Subject or Patient  paradigm for the perfective verbs

root + modifiers + suffix

I, me                             1                -(e)n

You                               2                -(e)n

he/him, she/her, it  3               

we, us                  1                -(e)nden

you                               2                -(e)nzen

they, them (personal)       3p               -(e)š

they, them (personal)       3i               reduplication = (plural or intensification) (Foxvog 2010: 63).

ba-du-un[ba+du+n]                                   I/you go away

ba-gub-bé-en[ba+gub+n]                          I/you stood

ba-tuš[ba+tuš+Ø]                            He/she/it sat down

ba-dù[ba+dù+Ø]                                       It was built

ba-tu-dè-en-dè-en [ba+tu(d)+nden]   We were born

ba-ku4-re-en-zé-en [ba+ku4(r)+nzen You (pl.) entered

ba-šub-bé-eš[ba+šub+š]                          They (people) were cast down

ba-dù-dù[ba+dù+dù]                                 They (things) were built

 

Agent  paradigm for the perfective verbs

ergative prefix + verbal prefix + root

I, by me                        1               

you, by you                   2                -e-

he/she, by him/her 3p               -n-

it, they, by it/them 3i               -b-

1

2

they, by them                 3p               -n-root-(e)š

We must remind ourselves that what we know of the Sumerian grammar is actually what we see in later Babylonian Theory of it (see J. Black, Sumerian Grammar in Babylonian Theory [1984]).

lú ba-zi                         The man rose        [ba+zig+Ø]

lú-ne ba-zi-be-eš          The men rose        [ba+zig+š]

lugal-e lú ba-an-zi         The king caused the man to       rise [ba+n+zig+Ø]

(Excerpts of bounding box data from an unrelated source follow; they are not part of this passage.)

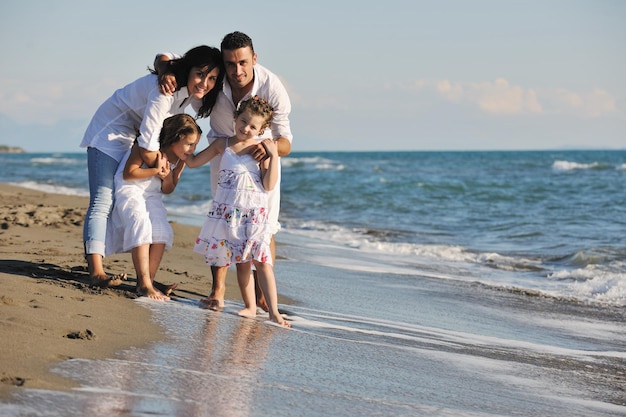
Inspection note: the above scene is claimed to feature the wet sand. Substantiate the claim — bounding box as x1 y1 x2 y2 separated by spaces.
0 184 260 398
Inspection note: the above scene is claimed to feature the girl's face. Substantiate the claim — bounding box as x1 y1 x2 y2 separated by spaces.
171 133 200 161
187 66 220 99
235 110 265 140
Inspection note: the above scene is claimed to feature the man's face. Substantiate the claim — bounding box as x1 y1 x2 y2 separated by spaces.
222 47 256 88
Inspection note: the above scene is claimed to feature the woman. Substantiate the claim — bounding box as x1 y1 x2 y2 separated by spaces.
80 45 224 288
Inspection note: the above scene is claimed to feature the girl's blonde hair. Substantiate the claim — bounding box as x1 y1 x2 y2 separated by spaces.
235 96 274 131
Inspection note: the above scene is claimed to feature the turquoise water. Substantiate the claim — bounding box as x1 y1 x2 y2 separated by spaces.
0 151 626 306
0 151 626 417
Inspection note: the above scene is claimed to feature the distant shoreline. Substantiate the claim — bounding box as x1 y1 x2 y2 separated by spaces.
0 145 26 153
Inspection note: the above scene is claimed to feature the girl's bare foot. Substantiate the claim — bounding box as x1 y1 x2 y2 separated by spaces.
200 295 224 311
237 306 256 319
89 274 128 288
137 287 170 301
270 314 291 328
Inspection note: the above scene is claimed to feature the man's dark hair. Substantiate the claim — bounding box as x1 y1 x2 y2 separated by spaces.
220 32 254 52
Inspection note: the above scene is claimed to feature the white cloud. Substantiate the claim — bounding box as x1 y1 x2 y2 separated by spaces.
414 78 618 117
0 78 119 125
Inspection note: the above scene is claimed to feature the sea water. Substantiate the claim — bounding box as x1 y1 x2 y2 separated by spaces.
0 151 626 416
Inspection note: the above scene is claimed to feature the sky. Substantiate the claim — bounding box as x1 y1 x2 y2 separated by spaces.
0 0 626 152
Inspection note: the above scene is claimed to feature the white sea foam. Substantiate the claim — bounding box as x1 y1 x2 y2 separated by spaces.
552 161 599 171
280 156 345 171
278 222 626 306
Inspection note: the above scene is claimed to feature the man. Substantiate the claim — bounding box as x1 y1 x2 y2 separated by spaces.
155 32 293 311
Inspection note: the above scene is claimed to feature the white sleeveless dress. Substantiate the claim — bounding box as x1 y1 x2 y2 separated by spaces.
194 142 272 266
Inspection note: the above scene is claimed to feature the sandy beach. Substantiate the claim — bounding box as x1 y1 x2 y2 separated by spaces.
0 183 249 398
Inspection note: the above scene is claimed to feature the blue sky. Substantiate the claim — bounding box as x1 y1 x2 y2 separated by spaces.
0 0 626 152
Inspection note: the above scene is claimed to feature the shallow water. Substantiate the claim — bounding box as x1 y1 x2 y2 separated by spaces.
0 151 626 417
0 260 626 417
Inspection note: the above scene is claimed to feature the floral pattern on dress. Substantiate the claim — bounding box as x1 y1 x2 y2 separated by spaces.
194 148 272 266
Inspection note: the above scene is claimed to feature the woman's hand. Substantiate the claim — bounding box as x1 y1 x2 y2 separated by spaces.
156 152 172 180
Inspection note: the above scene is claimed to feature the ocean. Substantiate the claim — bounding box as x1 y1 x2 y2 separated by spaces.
0 150 626 416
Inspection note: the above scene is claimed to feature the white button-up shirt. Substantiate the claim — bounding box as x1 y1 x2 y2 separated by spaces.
80 74 190 162
207 64 293 233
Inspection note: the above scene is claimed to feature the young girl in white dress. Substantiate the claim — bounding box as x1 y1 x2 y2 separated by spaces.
187 96 291 327
106 113 202 300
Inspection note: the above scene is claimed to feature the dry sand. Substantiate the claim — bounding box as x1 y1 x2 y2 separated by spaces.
0 184 260 398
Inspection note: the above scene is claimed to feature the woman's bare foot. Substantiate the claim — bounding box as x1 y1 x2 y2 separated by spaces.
237 306 256 319
152 281 178 296
89 274 128 288
200 295 224 311
137 287 170 301
270 314 291 328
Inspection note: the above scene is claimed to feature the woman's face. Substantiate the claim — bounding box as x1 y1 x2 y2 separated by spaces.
187 66 220 99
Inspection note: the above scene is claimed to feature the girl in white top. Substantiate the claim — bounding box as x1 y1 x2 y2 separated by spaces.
106 113 202 300
81 46 224 287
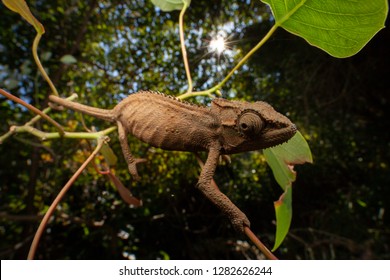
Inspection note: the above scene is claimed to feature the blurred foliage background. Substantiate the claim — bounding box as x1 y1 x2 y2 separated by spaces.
0 0 390 259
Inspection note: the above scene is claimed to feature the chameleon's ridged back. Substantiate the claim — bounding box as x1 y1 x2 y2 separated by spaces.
113 91 220 151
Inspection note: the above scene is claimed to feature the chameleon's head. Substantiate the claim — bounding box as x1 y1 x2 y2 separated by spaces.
212 98 297 154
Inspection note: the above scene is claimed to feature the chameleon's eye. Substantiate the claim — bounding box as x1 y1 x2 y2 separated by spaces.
238 112 264 137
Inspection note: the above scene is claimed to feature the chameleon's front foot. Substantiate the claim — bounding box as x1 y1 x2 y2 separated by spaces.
128 158 146 181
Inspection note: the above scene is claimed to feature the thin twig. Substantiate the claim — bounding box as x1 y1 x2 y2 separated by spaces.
0 89 65 135
194 153 278 260
27 137 105 260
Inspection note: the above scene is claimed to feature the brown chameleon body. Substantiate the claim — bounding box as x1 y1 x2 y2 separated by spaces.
50 91 296 232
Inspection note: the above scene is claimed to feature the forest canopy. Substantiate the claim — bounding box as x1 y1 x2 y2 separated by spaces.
0 0 390 259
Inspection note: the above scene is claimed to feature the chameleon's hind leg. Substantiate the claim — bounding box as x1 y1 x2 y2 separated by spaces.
117 121 146 181
197 145 250 233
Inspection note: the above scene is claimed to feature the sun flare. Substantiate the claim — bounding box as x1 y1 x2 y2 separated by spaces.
209 36 226 55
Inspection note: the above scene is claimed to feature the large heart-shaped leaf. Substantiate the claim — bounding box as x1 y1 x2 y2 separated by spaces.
2 0 45 35
262 0 388 58
263 131 313 250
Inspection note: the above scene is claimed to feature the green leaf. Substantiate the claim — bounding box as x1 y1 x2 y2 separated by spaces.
60 54 77 64
272 186 292 251
2 0 45 35
262 0 388 58
263 131 313 251
263 131 313 190
152 0 191 12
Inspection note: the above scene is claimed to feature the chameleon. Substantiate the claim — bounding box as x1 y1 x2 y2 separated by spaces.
49 91 297 233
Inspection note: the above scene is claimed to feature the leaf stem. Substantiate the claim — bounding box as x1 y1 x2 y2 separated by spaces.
193 24 279 95
179 1 192 94
27 137 105 260
32 33 59 96
0 89 65 135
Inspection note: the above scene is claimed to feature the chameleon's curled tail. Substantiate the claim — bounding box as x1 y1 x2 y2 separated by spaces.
49 95 115 122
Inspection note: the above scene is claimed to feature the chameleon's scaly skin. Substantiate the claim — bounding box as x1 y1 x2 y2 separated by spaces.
50 91 296 232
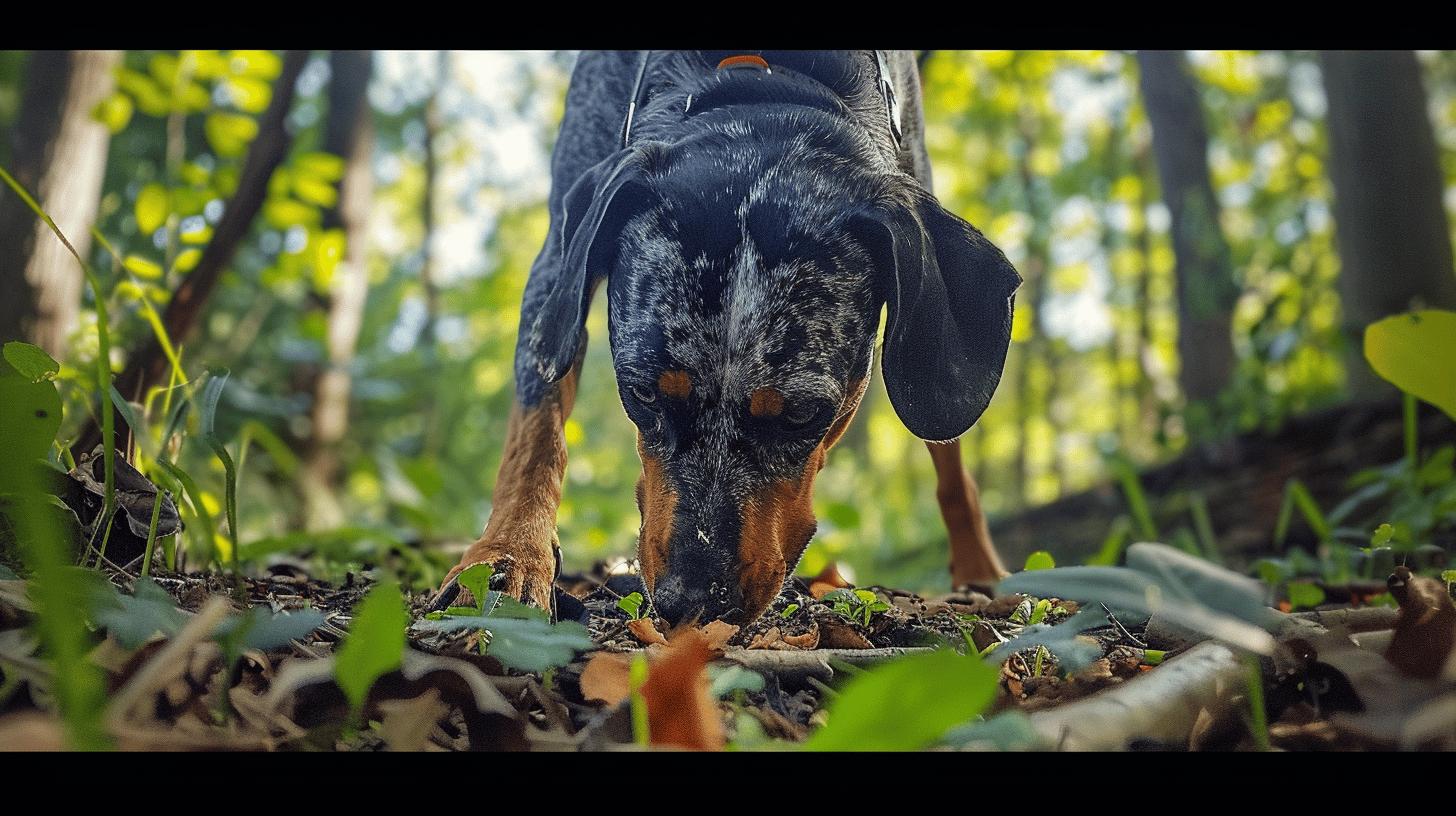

lugal-e lú-ne ba-an-zi-ge-eš    The king caused the men to rise [ba+n+zig+š]

lugal-e lú-ne ba-an-zi-ge-eš    The kings caused the man to rise [ba+n+zig+š]

 

Ambigious cases

Some sentences can be translated two ways:

ki-ni-šè bí-in-gur-ru-uš[b+n+gur+š]

a)   He (-n-) made them (-š) return to his place

 

b) They (-n-root-(e)š) made him return to his place

[Text: Puzur-Šulgi letter to Ibbi-Sin 40 Old Babylonian Period 2004-1980 BCE).

 

Source:

Daniel A. Foxvog, Introduction to Sumerian Grammar (Revised edition, June 2010). This work is a revised edition of his 1990 Sumerian Grammar (Foxvog 2010: 3). It is online at www.etana.org.